Questo trovo interessante: l’attore è il grande illusionista per antonomasia e l’illusionista invece è un illusionista, per così dire, più ‘pratico’; la differenza è che il primo vive dell’illusione, rimane nell’illusione e il pubblico la sviluppa, facendola sua, mentre l’illusionista presenta l’illusione in forma concreta e fa apparire le cose per davvero.
Poi sono interessanti le sfaccettature umane del personaggio, fuori dal lavoro, come la miseria, i rapporti e l’arte d’arrangiarsi, secondo una duplice valenza: sulla scena e nella vita. Tutti i personaggi di Eduardo lo sanno e anche Otto Marvuglia.

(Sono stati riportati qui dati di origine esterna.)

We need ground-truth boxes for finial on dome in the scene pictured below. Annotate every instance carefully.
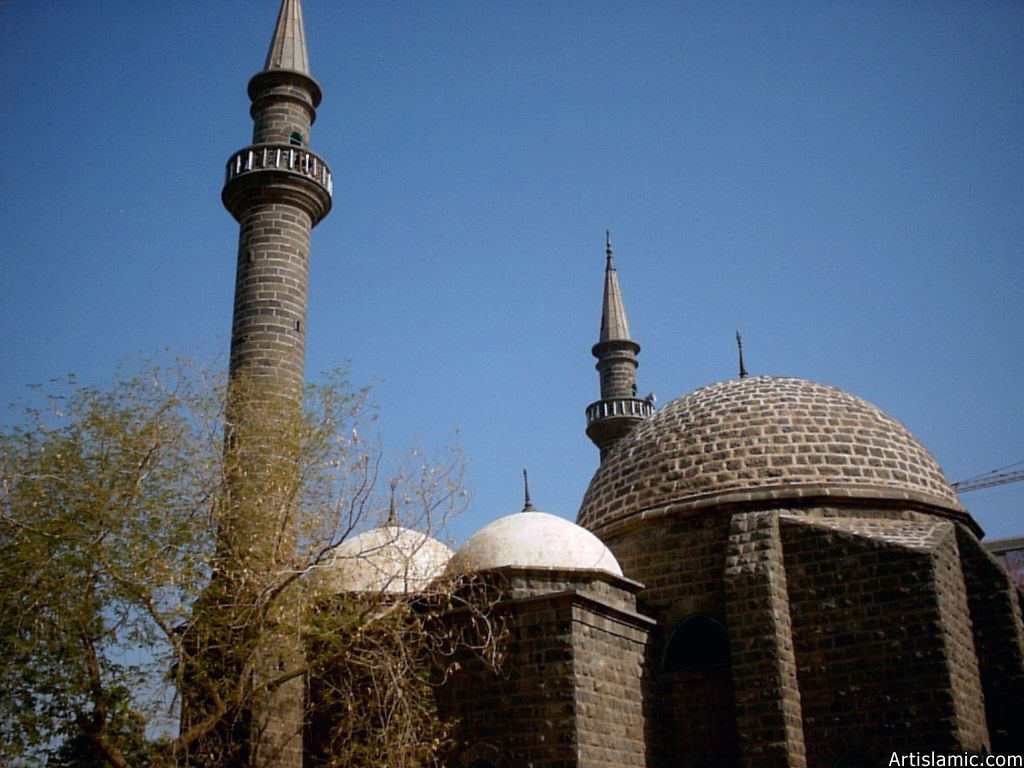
[522,469,535,512]
[385,477,398,526]
[736,331,746,379]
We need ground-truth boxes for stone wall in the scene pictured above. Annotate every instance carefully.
[956,526,1024,755]
[781,512,987,765]
[439,568,653,768]
[230,201,311,391]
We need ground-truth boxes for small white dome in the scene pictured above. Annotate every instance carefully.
[452,512,623,577]
[323,525,452,593]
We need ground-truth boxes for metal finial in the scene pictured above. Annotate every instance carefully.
[522,469,534,512]
[387,478,398,526]
[736,331,746,379]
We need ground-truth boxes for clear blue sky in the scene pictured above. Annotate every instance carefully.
[0,0,1024,540]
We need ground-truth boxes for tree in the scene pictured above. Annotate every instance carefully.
[0,361,498,768]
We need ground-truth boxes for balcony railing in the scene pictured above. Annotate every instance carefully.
[587,397,654,424]
[224,144,334,196]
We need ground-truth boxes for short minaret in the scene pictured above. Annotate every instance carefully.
[587,232,654,461]
[221,0,333,395]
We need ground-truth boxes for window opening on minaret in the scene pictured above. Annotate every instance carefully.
[662,613,729,672]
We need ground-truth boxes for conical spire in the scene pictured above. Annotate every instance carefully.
[263,0,309,76]
[599,230,632,341]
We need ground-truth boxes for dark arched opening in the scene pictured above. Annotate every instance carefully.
[662,613,729,673]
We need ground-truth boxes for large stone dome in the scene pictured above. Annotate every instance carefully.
[452,511,623,577]
[322,525,452,593]
[578,376,963,530]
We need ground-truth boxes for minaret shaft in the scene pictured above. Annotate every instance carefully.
[181,0,333,768]
[587,233,653,461]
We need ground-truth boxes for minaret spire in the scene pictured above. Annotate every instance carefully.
[587,230,654,461]
[600,229,631,341]
[263,0,309,77]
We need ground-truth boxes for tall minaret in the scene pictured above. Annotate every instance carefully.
[188,0,332,768]
[587,232,654,461]
[221,0,333,395]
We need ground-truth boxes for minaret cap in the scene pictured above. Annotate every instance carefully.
[599,230,633,342]
[263,0,309,77]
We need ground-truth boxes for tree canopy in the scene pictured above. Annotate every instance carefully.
[0,361,496,768]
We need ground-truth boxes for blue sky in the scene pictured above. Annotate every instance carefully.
[0,0,1024,541]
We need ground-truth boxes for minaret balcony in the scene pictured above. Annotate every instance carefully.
[224,144,334,196]
[221,144,334,224]
[587,397,654,424]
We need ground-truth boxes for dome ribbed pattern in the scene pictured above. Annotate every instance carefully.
[578,376,962,530]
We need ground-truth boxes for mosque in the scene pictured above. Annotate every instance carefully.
[216,0,1024,768]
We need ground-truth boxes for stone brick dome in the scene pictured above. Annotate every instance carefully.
[452,511,623,577]
[321,525,452,593]
[578,376,963,530]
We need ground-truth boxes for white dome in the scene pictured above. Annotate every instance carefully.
[452,512,623,577]
[324,525,452,593]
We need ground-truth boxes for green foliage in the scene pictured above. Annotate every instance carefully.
[0,361,485,768]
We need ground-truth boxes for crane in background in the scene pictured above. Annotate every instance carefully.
[952,461,1024,495]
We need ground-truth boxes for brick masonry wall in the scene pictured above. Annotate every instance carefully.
[572,604,650,768]
[725,510,816,768]
[605,515,736,766]
[438,568,652,768]
[956,526,1024,755]
[438,599,577,768]
[781,512,984,765]
[230,200,311,391]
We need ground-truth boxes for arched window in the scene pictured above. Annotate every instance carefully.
[662,613,729,672]
[833,748,876,768]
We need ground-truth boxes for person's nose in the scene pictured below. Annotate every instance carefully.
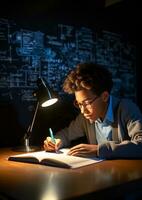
[80,105,88,114]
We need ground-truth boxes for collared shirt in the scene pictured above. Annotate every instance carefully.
[95,95,114,144]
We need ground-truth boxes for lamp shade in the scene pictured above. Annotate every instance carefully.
[34,77,58,107]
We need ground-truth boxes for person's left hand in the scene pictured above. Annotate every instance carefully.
[68,144,98,157]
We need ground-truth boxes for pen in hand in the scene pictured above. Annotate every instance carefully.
[49,128,56,144]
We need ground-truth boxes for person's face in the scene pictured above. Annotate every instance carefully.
[75,89,109,122]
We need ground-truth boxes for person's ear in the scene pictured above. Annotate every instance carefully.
[102,91,109,102]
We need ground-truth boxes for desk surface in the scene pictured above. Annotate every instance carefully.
[0,148,142,200]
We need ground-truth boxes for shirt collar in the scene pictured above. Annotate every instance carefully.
[97,95,114,124]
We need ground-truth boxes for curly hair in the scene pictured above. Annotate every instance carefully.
[63,63,113,95]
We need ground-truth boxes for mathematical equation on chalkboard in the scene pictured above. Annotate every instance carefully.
[0,19,136,102]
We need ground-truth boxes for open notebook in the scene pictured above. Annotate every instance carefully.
[8,149,103,168]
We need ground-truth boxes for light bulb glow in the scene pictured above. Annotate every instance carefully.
[41,98,58,107]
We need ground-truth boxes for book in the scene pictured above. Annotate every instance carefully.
[8,149,103,168]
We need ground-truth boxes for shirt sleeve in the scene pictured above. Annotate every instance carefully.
[98,101,142,159]
[55,114,85,147]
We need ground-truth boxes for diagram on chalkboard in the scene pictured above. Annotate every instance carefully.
[0,19,136,102]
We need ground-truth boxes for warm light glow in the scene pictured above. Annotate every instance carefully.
[41,98,58,107]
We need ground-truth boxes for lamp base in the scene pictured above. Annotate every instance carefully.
[12,146,41,152]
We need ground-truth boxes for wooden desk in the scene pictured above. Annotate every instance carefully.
[0,148,142,200]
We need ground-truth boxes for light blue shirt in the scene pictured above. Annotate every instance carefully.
[95,95,114,144]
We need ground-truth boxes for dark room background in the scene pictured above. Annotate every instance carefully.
[0,0,142,146]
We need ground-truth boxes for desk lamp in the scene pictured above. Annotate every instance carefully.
[14,77,58,152]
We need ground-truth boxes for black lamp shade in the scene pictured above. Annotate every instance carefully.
[34,78,58,107]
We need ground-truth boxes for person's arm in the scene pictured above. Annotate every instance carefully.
[55,114,85,147]
[98,103,142,159]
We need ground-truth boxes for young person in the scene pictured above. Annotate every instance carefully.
[44,63,142,159]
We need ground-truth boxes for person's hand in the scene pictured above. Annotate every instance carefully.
[43,137,61,151]
[68,144,98,157]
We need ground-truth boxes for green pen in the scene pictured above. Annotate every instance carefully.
[49,128,56,144]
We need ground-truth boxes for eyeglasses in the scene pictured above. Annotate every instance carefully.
[74,96,99,109]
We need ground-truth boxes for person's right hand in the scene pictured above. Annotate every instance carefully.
[43,137,61,151]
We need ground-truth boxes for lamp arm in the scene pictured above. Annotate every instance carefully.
[24,102,39,140]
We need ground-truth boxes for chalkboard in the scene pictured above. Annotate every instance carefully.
[0,19,136,147]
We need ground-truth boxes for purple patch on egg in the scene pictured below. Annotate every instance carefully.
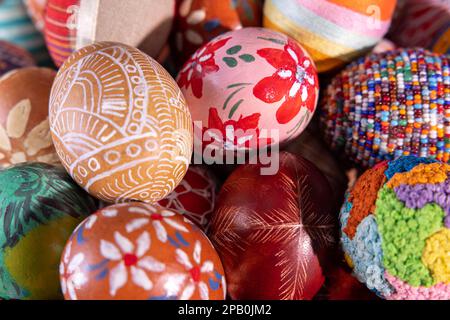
[394,177,450,228]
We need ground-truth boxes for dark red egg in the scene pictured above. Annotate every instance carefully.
[210,152,337,300]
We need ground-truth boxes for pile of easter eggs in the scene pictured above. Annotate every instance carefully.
[0,0,450,300]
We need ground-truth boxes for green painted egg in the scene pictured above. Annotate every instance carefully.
[0,163,97,299]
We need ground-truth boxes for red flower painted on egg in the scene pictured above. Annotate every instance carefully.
[203,108,272,150]
[178,37,231,99]
[253,41,318,124]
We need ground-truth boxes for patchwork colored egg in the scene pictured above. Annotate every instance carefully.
[60,202,226,300]
[0,163,96,299]
[76,0,175,58]
[175,0,262,62]
[263,0,396,72]
[50,42,192,202]
[44,0,80,67]
[390,0,450,53]
[0,40,36,76]
[340,156,450,300]
[316,263,380,301]
[178,28,319,156]
[209,152,337,300]
[0,0,50,65]
[0,67,59,167]
[321,49,450,167]
[158,166,217,230]
[23,0,48,32]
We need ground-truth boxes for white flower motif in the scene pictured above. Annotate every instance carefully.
[125,206,189,243]
[59,242,87,300]
[175,240,214,300]
[100,231,166,296]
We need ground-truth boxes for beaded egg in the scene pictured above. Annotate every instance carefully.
[340,156,450,300]
[175,0,262,62]
[60,202,226,300]
[177,28,319,154]
[389,0,450,54]
[0,40,36,76]
[76,0,175,58]
[0,163,96,299]
[0,67,59,167]
[263,0,396,72]
[321,49,450,167]
[158,166,217,230]
[49,42,192,202]
[209,152,338,300]
[0,0,50,65]
[44,0,80,67]
[23,0,48,32]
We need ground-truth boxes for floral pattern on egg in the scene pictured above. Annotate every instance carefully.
[60,203,226,300]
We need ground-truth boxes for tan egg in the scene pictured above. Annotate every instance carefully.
[76,0,175,57]
[50,42,193,203]
[0,67,59,167]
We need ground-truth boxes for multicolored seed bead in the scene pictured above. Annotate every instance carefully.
[321,49,450,167]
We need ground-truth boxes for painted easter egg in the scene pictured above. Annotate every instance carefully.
[0,67,59,167]
[76,0,175,58]
[263,0,396,72]
[60,202,226,300]
[0,163,96,299]
[178,28,319,156]
[49,42,192,202]
[0,40,36,76]
[283,122,348,211]
[0,0,50,65]
[321,49,450,168]
[175,0,262,63]
[158,166,217,230]
[390,0,450,53]
[44,0,80,67]
[340,156,450,300]
[23,0,48,31]
[209,152,337,300]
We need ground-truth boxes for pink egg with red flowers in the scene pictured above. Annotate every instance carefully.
[158,166,217,230]
[177,28,319,155]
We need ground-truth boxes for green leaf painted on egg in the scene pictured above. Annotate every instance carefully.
[223,57,237,68]
[227,45,242,55]
[239,54,255,62]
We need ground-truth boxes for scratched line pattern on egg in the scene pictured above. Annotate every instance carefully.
[50,43,192,202]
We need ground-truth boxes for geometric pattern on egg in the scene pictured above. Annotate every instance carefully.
[49,42,193,203]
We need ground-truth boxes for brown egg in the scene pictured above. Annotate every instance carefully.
[0,67,58,167]
[59,202,226,300]
[50,42,193,203]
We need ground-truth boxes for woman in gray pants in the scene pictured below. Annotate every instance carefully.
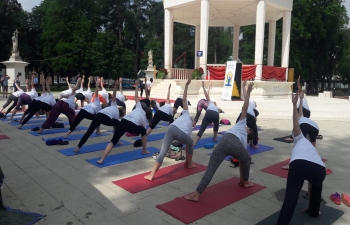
[193,81,220,146]
[184,81,254,202]
[145,77,195,181]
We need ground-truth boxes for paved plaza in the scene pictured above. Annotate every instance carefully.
[0,91,350,225]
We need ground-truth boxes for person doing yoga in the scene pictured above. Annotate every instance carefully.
[97,80,152,164]
[184,81,254,202]
[64,79,102,138]
[18,77,56,129]
[37,78,81,134]
[74,79,125,152]
[147,84,174,135]
[277,92,326,225]
[145,77,195,181]
[193,81,220,146]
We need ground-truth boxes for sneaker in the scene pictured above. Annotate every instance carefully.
[330,192,341,205]
[341,193,350,207]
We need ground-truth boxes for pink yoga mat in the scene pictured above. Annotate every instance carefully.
[261,159,327,178]
[112,163,207,194]
[157,177,265,224]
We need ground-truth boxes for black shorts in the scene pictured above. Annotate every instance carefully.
[75,93,85,101]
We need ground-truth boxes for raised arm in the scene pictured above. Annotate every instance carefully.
[182,76,191,110]
[241,81,254,120]
[292,94,301,137]
[166,83,171,104]
[202,81,210,101]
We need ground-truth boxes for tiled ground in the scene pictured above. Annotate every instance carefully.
[0,92,350,225]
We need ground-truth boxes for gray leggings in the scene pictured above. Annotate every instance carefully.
[197,110,220,137]
[157,124,193,164]
[196,133,250,194]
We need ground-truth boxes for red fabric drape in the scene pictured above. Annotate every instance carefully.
[242,65,256,80]
[262,66,287,81]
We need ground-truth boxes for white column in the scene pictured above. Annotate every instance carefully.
[199,0,209,79]
[254,0,266,80]
[267,20,276,66]
[232,25,241,60]
[281,11,292,80]
[194,25,201,68]
[164,9,173,78]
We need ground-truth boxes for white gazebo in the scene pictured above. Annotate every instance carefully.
[163,0,293,96]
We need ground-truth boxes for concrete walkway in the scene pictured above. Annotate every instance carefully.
[0,91,350,225]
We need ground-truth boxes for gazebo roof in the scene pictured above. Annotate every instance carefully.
[163,0,293,27]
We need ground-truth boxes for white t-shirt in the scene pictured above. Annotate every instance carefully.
[249,98,256,109]
[25,88,38,99]
[298,116,320,130]
[297,98,310,111]
[289,133,326,167]
[124,102,148,127]
[115,94,125,103]
[98,88,109,103]
[62,95,75,110]
[12,90,24,97]
[172,110,192,137]
[226,118,248,148]
[100,102,120,119]
[207,101,219,112]
[82,98,102,114]
[158,104,173,116]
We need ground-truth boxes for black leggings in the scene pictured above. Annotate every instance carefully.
[3,94,18,115]
[149,110,174,129]
[197,110,220,137]
[277,159,326,225]
[78,113,120,148]
[236,113,258,145]
[22,101,52,125]
[111,119,146,145]
[69,109,95,132]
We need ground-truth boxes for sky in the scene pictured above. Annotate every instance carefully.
[18,0,350,26]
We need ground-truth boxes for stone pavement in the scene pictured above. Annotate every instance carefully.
[0,92,350,225]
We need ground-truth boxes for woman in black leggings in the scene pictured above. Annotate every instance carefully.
[277,92,326,225]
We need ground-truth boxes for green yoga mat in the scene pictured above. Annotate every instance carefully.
[256,198,344,225]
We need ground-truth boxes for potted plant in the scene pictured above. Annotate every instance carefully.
[192,67,204,80]
[157,68,168,79]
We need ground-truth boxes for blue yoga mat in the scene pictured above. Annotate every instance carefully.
[42,132,109,142]
[29,126,87,136]
[86,147,160,168]
[21,122,69,130]
[132,133,165,141]
[58,140,131,156]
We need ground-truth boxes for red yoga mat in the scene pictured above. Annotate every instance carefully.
[0,135,10,140]
[157,177,265,224]
[112,163,207,194]
[261,159,327,178]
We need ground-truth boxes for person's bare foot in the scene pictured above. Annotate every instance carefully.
[144,174,153,181]
[142,149,150,155]
[184,191,199,202]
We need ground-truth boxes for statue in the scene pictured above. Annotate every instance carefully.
[12,29,19,52]
[148,50,153,66]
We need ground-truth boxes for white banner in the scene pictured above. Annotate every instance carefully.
[221,61,237,101]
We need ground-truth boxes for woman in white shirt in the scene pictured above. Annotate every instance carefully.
[145,77,195,181]
[147,84,174,135]
[193,81,220,146]
[184,81,254,202]
[97,80,150,164]
[18,77,56,126]
[277,92,326,225]
[64,80,102,138]
[74,79,125,152]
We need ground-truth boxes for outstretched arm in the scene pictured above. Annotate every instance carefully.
[240,81,254,120]
[166,83,171,104]
[182,76,191,110]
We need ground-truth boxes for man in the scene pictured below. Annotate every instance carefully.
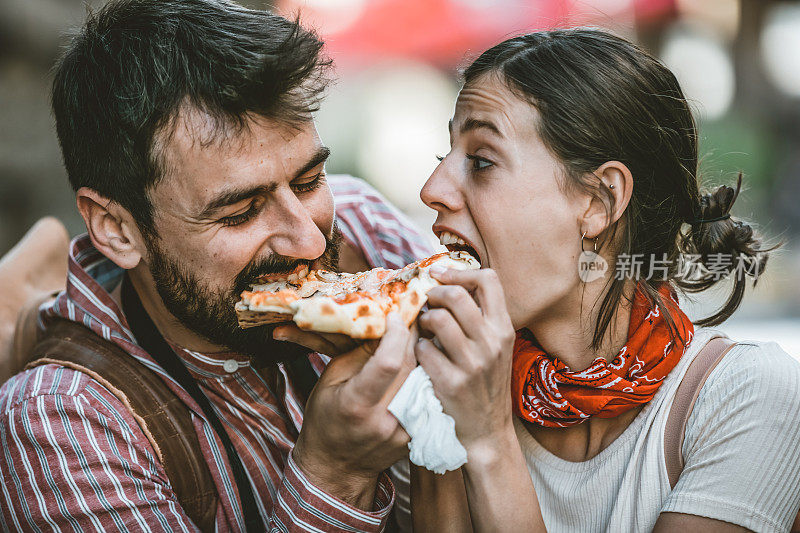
[0,0,429,531]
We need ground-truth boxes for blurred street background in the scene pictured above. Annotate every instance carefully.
[0,0,800,358]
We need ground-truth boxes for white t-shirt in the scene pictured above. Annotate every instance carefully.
[515,328,800,532]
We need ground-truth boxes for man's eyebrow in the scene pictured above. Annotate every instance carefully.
[197,183,278,219]
[197,146,331,219]
[292,146,331,181]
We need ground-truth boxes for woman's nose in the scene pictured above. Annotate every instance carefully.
[419,159,463,211]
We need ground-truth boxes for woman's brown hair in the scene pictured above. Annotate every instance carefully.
[463,29,770,349]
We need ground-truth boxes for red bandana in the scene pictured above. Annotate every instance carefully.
[511,284,694,427]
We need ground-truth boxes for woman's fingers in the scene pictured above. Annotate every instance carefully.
[428,285,486,337]
[414,338,459,390]
[419,307,472,364]
[348,313,415,405]
[431,268,508,320]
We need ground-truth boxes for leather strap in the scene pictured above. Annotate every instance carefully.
[664,337,736,489]
[26,320,218,531]
[122,275,264,533]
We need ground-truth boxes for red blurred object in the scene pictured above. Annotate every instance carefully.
[277,0,676,68]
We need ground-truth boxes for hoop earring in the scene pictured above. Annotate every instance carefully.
[581,231,597,253]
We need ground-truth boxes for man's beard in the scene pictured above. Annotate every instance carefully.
[147,224,342,362]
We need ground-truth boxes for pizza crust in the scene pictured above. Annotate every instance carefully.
[236,252,480,339]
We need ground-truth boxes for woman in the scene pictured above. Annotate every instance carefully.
[412,29,800,532]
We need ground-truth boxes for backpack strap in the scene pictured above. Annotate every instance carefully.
[664,337,736,489]
[26,320,219,531]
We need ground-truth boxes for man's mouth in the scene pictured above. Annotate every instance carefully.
[258,263,309,283]
[439,231,483,264]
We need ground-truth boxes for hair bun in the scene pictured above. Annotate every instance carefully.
[690,172,742,228]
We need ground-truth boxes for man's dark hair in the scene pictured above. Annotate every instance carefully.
[52,0,330,237]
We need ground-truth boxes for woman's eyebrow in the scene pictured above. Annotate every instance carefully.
[447,117,505,139]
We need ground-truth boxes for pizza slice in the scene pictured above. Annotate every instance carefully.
[236,251,480,339]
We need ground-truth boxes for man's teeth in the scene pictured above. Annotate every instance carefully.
[439,231,469,246]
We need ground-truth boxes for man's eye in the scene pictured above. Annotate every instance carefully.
[467,155,494,170]
[219,204,258,227]
[292,172,325,193]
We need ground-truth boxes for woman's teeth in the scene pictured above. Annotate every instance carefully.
[439,231,469,246]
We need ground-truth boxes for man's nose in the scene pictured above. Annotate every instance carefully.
[268,192,327,260]
[419,158,463,211]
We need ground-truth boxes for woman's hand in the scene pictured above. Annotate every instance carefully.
[412,269,546,533]
[415,269,514,455]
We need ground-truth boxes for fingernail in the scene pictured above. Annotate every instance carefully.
[430,265,447,277]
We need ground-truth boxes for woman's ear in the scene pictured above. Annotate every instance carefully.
[581,161,633,238]
[76,187,145,270]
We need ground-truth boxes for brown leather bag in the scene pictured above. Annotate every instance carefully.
[26,320,218,531]
[664,337,800,533]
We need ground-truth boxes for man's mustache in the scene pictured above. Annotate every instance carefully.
[234,223,342,298]
[235,254,314,296]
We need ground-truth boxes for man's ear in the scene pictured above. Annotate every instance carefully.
[76,187,146,270]
[581,161,633,239]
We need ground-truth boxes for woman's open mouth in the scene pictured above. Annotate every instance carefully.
[439,231,483,265]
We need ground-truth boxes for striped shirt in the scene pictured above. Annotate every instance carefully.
[0,176,431,532]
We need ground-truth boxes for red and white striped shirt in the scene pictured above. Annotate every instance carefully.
[0,176,431,532]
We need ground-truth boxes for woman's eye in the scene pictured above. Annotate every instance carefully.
[292,172,325,193]
[467,155,494,171]
[219,204,258,227]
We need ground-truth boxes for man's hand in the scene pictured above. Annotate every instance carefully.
[292,313,417,510]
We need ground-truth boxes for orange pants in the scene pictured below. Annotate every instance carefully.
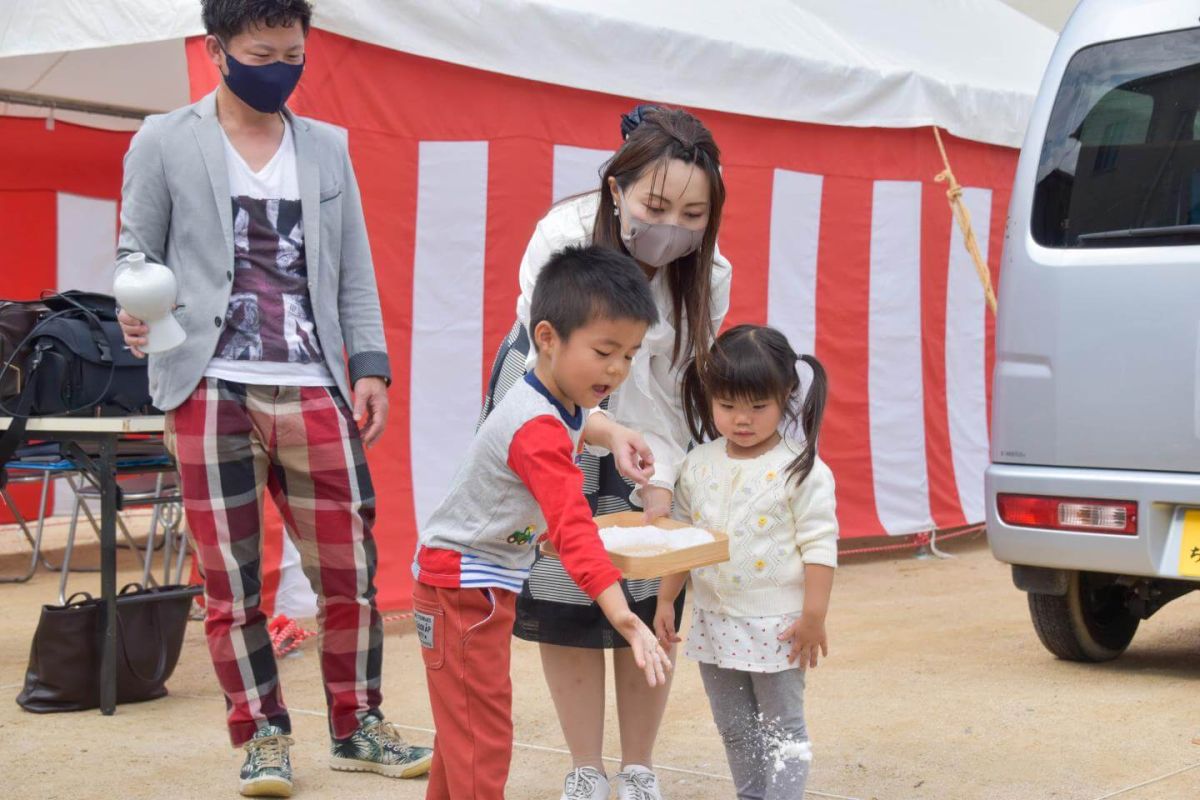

D: Nello spettacolo fai largo uso del linguaggio non verbale, animando lo spazio con gesti, cinguettii e campanelli che fanno apparire magicamente oggetti e personaggi. Io ti conosco anche come musicista. Quanto influenza il tuo approccio al teatro e alla recitazione, la musica?
R: Io nasco come musicista e non come attore: non ero un bambino di quelli che, da grande, volevano diventare attori a tutti i costi. Anzi, ero un bambino che suonava e poi mi sono trovato a fare l’attore, passando attraverso la musica. La musica mi ha sempre accompagnato e vi ho trovato dentro buona parte delle ragioni anche per essere attore. Vivo i testi come partiture e poi lavoro con la musica fattivamente, in spettacoli musicali, operette o lavori come Façade (che è stato accompagnato da un ottetto del Conservatorio di Torino). È sempre stato un privilegio poterne fare uso e, appena possibile, ci lavoro, anche recitando: le parole si suonano, in qualche modo.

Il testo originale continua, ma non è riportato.